Der amerikanische Präsident ist zufrieden mit dem „Deal“, den er mit Kanada und Mexiko geschlossen hat. So äußert sich nicht jeder.

          Der amerikanische Präsident Donald Trump, sein scheidender mexikanischer Amtskollege Enrique Peña Nieto und Kanadas Premierminister Justin Trudeau haben wie geplant an diesem Freitag das Nachfolgeabkommen für den nordamerikanischen Freihandelspakt Nafta unterzeichnet. Die drei Staatsmänner kamen am Rande des G20-Gipfels in Argentiniens Hauptstadt Buenos Aires zusammen. Die Parlamente aller drei Länder müssen das Abkommen noch ratifizieren.

          Trump erklärte, das Nachfolgeabkommen für Nafta sei „eine Modellvereinbarung, das die Handelslandschaft für immer verändern wird.“ Das Freihandelsabkommen ist eine der größten Vereinbarungen dieser Art der Welt. Es betrifft fast 500 Millionen Menschen und deckt ein Gebiet mit einer Gesamtwirtschaftsleistung von knapp 23 Billionen Dollar (19,79 Billionen Euro) ab.

          Das Abkommen war Gegenstand erbitterter Streitigkeiten zwischen den Nachbarländern und stand mehrfach kurz vor dem Scheitern. Besonders Trump hatte den fast 25 Jahre alten Nafta-Pakt mehrfach als nachteilig für die Vereinigten Staaten bezeichnet. Er favorisierte bilaterale Abkommen mit den beiden amerikanischen Nachbarländern.

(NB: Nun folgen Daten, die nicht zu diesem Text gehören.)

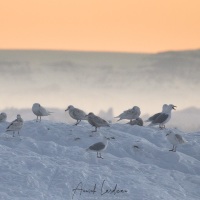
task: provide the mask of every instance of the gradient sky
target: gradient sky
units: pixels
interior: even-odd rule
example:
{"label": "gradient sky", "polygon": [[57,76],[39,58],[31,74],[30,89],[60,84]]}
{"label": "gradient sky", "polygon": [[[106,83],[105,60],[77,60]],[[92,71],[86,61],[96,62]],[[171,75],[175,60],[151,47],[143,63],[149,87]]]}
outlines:
{"label": "gradient sky", "polygon": [[200,0],[1,0],[0,49],[200,48]]}

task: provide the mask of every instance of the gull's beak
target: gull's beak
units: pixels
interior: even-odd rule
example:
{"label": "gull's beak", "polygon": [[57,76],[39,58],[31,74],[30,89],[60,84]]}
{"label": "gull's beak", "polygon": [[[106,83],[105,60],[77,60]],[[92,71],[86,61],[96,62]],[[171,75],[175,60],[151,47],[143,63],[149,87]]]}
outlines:
{"label": "gull's beak", "polygon": [[174,110],[176,110],[176,107],[177,107],[177,106],[172,106],[172,108],[173,108]]}

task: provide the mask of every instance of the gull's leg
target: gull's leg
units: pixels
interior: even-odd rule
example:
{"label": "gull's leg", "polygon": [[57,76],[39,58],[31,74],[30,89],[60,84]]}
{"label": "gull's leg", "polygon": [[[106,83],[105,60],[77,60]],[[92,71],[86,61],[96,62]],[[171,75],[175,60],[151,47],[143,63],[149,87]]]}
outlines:
{"label": "gull's leg", "polygon": [[176,152],[176,146],[174,146],[174,152]]}
{"label": "gull's leg", "polygon": [[174,151],[174,145],[173,145],[173,148],[172,148],[172,149],[170,149],[169,151]]}
{"label": "gull's leg", "polygon": [[99,158],[103,159],[103,157],[101,156],[101,153],[99,153],[99,154],[100,154]]}
{"label": "gull's leg", "polygon": [[74,126],[77,126],[80,122],[81,122],[81,120],[77,120],[77,122],[76,122],[76,124],[74,124]]}
{"label": "gull's leg", "polygon": [[94,131],[92,131],[92,132],[97,132],[97,127],[95,127],[95,130],[94,130]]}

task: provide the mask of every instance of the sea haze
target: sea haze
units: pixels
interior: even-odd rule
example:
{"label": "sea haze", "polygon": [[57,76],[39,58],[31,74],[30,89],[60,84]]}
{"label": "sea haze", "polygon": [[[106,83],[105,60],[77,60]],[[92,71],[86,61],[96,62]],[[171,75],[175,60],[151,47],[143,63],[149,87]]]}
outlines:
{"label": "sea haze", "polygon": [[158,54],[0,51],[0,109],[39,102],[65,109],[72,104],[98,114],[137,105],[142,115],[164,103],[199,108],[200,50]]}

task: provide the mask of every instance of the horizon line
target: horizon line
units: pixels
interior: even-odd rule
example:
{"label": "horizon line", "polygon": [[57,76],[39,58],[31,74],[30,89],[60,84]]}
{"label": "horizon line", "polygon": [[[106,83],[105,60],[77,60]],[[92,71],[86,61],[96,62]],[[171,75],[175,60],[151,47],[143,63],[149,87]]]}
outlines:
{"label": "horizon line", "polygon": [[70,49],[29,49],[29,48],[0,48],[0,51],[57,51],[57,52],[74,52],[74,53],[120,53],[120,54],[162,54],[162,53],[170,53],[170,52],[187,52],[187,51],[200,51],[199,48],[194,49],[184,49],[184,50],[163,50],[158,52],[131,52],[131,51],[103,51],[103,50],[70,50]]}

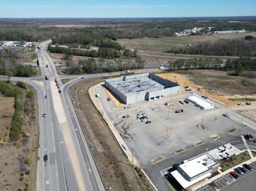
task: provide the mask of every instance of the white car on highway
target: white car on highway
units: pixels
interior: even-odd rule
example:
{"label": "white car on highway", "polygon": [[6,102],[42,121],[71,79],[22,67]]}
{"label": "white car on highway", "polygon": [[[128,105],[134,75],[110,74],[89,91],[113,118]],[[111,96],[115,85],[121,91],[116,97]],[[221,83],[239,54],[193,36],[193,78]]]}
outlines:
{"label": "white car on highway", "polygon": [[178,102],[183,104],[186,104],[186,103],[183,100],[180,100]]}

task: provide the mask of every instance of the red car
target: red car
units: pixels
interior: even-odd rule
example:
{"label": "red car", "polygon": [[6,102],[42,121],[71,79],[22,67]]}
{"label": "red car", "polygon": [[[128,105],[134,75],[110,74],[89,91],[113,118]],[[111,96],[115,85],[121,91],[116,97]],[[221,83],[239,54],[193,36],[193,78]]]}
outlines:
{"label": "red car", "polygon": [[238,175],[236,174],[236,172],[235,172],[234,171],[230,172],[229,174],[236,179],[239,178],[239,176],[238,176]]}

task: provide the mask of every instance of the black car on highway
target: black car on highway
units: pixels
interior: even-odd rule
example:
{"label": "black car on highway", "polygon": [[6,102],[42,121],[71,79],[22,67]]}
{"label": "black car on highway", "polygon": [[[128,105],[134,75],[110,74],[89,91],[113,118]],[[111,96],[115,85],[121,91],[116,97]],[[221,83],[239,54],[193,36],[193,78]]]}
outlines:
{"label": "black car on highway", "polygon": [[249,164],[244,164],[244,165],[243,165],[243,166],[244,168],[246,168],[246,169],[247,169],[248,170],[252,170],[253,169],[253,168],[252,168],[252,167],[250,165],[249,165]]}
{"label": "black car on highway", "polygon": [[48,160],[48,155],[45,154],[44,156],[44,161],[46,162],[47,160]]}

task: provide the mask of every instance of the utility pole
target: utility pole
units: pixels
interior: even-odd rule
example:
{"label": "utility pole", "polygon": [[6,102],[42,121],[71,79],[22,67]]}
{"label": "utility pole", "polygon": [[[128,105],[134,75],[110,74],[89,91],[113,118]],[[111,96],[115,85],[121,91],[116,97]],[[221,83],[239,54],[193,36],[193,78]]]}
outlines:
{"label": "utility pole", "polygon": [[132,150],[132,157],[133,157],[133,162],[132,163],[132,168],[133,169],[133,147],[132,147],[132,148],[131,149],[131,150]]}
{"label": "utility pole", "polygon": [[244,113],[243,113],[243,118],[242,119],[242,122],[243,122],[243,117],[244,117]]}

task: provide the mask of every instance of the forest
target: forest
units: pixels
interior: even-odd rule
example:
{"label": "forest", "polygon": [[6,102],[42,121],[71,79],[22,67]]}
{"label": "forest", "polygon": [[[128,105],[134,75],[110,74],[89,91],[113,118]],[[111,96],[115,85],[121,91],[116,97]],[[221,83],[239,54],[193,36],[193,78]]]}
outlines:
{"label": "forest", "polygon": [[127,62],[123,63],[119,59],[115,63],[106,61],[100,58],[98,61],[93,58],[79,60],[78,65],[69,60],[66,62],[67,68],[65,72],[68,75],[96,74],[104,72],[113,72],[124,70],[141,69],[144,68],[145,62],[138,59],[136,63]]}
{"label": "forest", "polygon": [[119,58],[121,55],[120,50],[109,48],[100,47],[97,52],[94,50],[82,50],[78,49],[65,48],[64,47],[55,47],[48,45],[48,50],[53,53],[63,54],[64,59],[68,59],[70,55],[81,56],[82,56],[97,57],[107,59]]}
{"label": "forest", "polygon": [[[229,21],[237,22],[230,22]],[[206,21],[205,22],[205,21]],[[175,32],[197,28],[222,31],[244,29],[256,30],[256,17],[194,17],[127,19],[0,19],[0,41],[42,41],[62,36],[92,33],[97,39],[134,39],[173,36]],[[83,28],[55,27],[60,25],[87,25]],[[47,26],[47,27],[45,26]],[[92,34],[91,34],[91,36]],[[88,35],[87,35],[88,36]],[[86,42],[86,41],[85,41]],[[69,43],[71,44],[71,43]],[[115,48],[112,47],[112,48]]]}

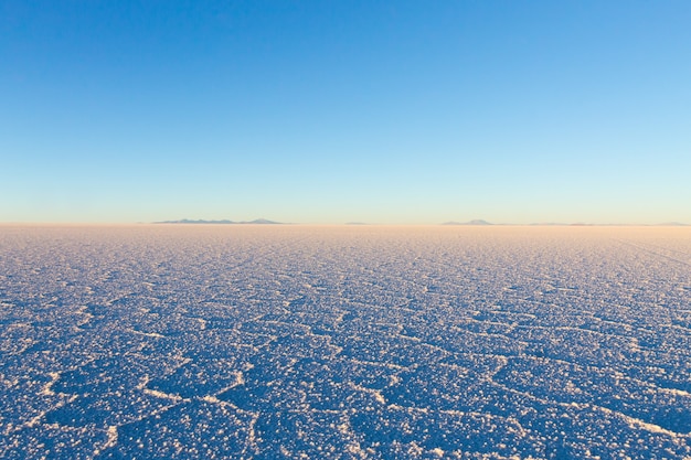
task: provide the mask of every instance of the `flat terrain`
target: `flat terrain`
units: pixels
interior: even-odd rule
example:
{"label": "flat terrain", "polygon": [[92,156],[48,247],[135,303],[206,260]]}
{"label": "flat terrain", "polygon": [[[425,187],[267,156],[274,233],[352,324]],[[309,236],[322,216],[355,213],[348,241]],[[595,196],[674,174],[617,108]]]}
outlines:
{"label": "flat terrain", "polygon": [[0,227],[0,457],[691,458],[691,228]]}

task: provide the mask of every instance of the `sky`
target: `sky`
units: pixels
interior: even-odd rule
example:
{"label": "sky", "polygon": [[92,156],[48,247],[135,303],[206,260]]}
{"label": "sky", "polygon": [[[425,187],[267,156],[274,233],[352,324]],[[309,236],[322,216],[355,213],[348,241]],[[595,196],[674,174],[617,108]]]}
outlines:
{"label": "sky", "polygon": [[0,2],[0,222],[691,223],[691,2]]}

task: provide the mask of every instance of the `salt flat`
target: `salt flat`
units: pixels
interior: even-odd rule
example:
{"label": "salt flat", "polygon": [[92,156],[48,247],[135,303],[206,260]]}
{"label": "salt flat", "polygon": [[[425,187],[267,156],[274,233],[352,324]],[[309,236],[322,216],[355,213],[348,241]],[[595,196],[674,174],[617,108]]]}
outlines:
{"label": "salt flat", "polygon": [[0,227],[2,458],[691,458],[691,229]]}

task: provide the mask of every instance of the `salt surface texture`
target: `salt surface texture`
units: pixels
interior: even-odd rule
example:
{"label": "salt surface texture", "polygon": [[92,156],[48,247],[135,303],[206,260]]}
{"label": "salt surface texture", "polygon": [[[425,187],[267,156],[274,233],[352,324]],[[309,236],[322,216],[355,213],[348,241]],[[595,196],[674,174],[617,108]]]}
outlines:
{"label": "salt surface texture", "polygon": [[691,458],[691,231],[0,227],[2,458]]}

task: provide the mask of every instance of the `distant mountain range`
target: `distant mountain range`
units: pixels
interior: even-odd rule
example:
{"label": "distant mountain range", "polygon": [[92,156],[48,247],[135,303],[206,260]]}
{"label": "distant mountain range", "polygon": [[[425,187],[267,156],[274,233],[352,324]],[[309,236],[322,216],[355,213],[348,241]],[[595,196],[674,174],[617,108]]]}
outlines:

          Trudeau wies darauf hin, dass damit 70 Prozent der Exporte seines Landes zollfrei seien. Dies bezeichnete er als wesentlichen Erfolg. Trudeau, der sich in Handelsfragen zuletzt besonders hart mit Trump auseinandergesetzt und bis zuletzt um einen besseren Deal für sein Land gefochten hatte, bemängelte, dass Amerikas Sonderzölle auf Stahl und Aluminium noch immer gelten. Er werde weiter daran arbeiten, dies zu ändern.